10.Cladding peptides
The clathrate polypeptide has an optically removable protective group, which can shield the binding of the polypeptide to the receptor. When irradiated by UV, the peptide will be activated, restoring its affinity with the receptor. Since this optical activation can be controlled based on time, amplitude, or location, clathrate polypeptides can be used to study reactions that occur in cells. The most commonly used protecting groups for clathrate polypeptides are 2-nitrobenzyl and its derivatives, which can be introduced through protected amino acid derivatives during polypeptide synthesis. The amino acid derivatives that have been developed include lysine, cysteine, serine and tyrosine. However, aspartic acid and glutamic acid derivatives are not commonly used because they are easy to cyclize during peptide synthesis and dissociation.

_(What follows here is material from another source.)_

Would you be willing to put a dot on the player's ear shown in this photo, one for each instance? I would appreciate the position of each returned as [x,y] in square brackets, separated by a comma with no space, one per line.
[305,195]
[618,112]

11.Multimeric antigen peptide (MAP)
Short peptides are usually not immune and must be coupled with carrier proteins to produce antibodies. Multimeric antigen peptide (MAP) is composed of multiple identical polypeptides connected to the lysine core, which can specifically express high-efficiency immunogens and can be used to prepare peptide-carrier protein couplings. MAP polypeptides can be synthesized stepwise by solid-phase synthesis on MAP resin. However, the incomplete coupling will result in missing or truncated peptide chains on some branches, thus failing to show the properties of the original MAP polypeptide. As an alternative method, the polypeptide can be separately prepared and purified and then coupled to the MAP. The sequence of the peptide linked to the core of the peptide is clear and can be easily characterized by mass spectrometry.
Conclusion
Peptide modification is an important method for designing peptides. Chemically modified peptides can not only maintain high biological activity but also can effectively avoid the disadvantages of immunogenicity and toxicity. At the same time, chemical modification can give peptides some new excellent properties. . In recent years, methods for late-stage modification of peptides by means of C-H activation have also been rapidly developed, and many important results have been achieved.